HHD, dans de nombreuses publications 178,214,238. Ces constructions ont été utilisées en

pull-down en systèmes hétérologues, où la construction est surexprimée sans contrôle de son agrégation. Ainsi dans le grand nombre d’interactants décrits au début du projet, il était particulièrement délicat de séparer partenaires et artefacts.

Enfin, au lancement du projet, la localisation proposée pour la Whirline le long des stéréocils était différente. Il était considéré que la Whirline localisait au complexe des liens basaux pendant le développement, au sommet des stéréocils de la grande rangée, mais aussi au sommet des plus petites rangées, au niveau du complexe de la mécano-transduction. Cette localisation au niveau du point inférieur d’ancrage du lien apical a été montrée dans un seul

article 234 mais n’a jamais été reproduite ultérieurement. Elle a cependant était largement

adoptée par la communauté et perdure encore aujourd’hui en dépit de l’absence de

confirmation 200. Cette localisation sous-entend un rôle direct de la Whirline dans la

mécano-transduction, qui ne semble pas être avérée avec des résultats plus récents (Figure 40).

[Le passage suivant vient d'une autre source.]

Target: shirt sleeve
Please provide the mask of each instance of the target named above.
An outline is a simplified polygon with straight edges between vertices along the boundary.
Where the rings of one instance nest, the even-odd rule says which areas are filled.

Figure 40 : Information sur la Whirline au début de la thèse. (A) Organisation en domaine de la Whirline connue en 2013. (B et C) Localisations des isoformes de la Whirline, identifiées en 2013, dans les stéréocils et les photorécepteurs.

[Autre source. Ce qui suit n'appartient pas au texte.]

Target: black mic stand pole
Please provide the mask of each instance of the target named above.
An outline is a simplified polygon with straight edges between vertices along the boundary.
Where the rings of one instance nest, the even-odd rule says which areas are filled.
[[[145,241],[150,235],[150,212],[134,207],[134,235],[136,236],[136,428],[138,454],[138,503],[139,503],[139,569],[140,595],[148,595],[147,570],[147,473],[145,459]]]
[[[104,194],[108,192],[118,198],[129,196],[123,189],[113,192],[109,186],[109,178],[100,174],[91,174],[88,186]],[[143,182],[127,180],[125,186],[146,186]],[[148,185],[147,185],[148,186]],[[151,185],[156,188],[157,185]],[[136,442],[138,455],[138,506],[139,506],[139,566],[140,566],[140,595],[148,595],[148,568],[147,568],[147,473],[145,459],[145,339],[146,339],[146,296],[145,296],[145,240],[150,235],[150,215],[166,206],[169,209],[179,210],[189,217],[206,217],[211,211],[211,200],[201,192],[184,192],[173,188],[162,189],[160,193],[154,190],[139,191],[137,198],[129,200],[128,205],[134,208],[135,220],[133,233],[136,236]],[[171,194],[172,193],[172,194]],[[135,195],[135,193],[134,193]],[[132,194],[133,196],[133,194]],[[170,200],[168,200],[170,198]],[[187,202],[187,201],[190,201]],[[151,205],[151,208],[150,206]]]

L’objectif principal de cette thèse a été l’étude structurale des domaines de la Whirline, et plus particulièrement les structures supramodulaires que ceux-ci forment. Au début de cette thèse, aucune information sur des superstructures potentiellement formées par les domaines de la Whirline n’était disponible. En se basant sur les travaux effectués précédemment sur l’Harmonine, nous suspections cependant que celles-ci pouvaient exister et pouvaient moduler significativement la fonction des domaines isolés de la Whirline. J’ai donc

cloné, produit et purifié les constructions des domaines isolés, de toutes les combinaisons possibles de domaines deux à deux et plusieurs constructions contenant trois à quatre domaines. J’ai ensuite caractérisé ces constructions de la Whirline avec une approche systématique couplant cristallographie, SAXS et RMN ainsi que d’autres méthodes biophysiques, telle que l’émission de fluorescence. Nous avons ainsi pu identifier un supramodule transitoire formé entre les deux domaines PDZ N-terminaux de la Whirline pour lequel nous avons déterminé la structure, caractérisé son échange avec des formes non-compactes et déterminé l’impact de ces conformations sur l’affinité pour l’un des partenaires. Nous avons aussi résolu la structure atomique du second domaine HHD, nouvellement identifié et montré que celui-ci n’interagit pas avec le supramodule de domaine PDZ le précédant.

Le second objectif de cette thèse était de clarifier le réseau d’interaction de la Whirline au sein du système de l’audition en se concentrant particulièrement sur les interactions impliquant les domaines PDZ. Dans le système de l’audition, la Whirline, possédant à la fois PBM et domaines PDZ, est un candidat idéal pour être au cœur de complexes variés. Nous avons donc criblé par Résonance Plasmonique de Surface (SPR) les C-terminaux de toutes les protéines Usher et certaines autres protéines de l’audition avec les domaines PDZ de la Whirline, isolés ou avec leurs domaines adjacents. Nous avons ensuite confirmé les interactions nous paraissant les plus intéressantes par d’autres méthodes de titrage en solution, suivie par l’émission de fluorescence des tryptophanes ou par RMN. Nous avons ainsi obtenu une vue plus clair du réseau d’interaction formé par la Whirline.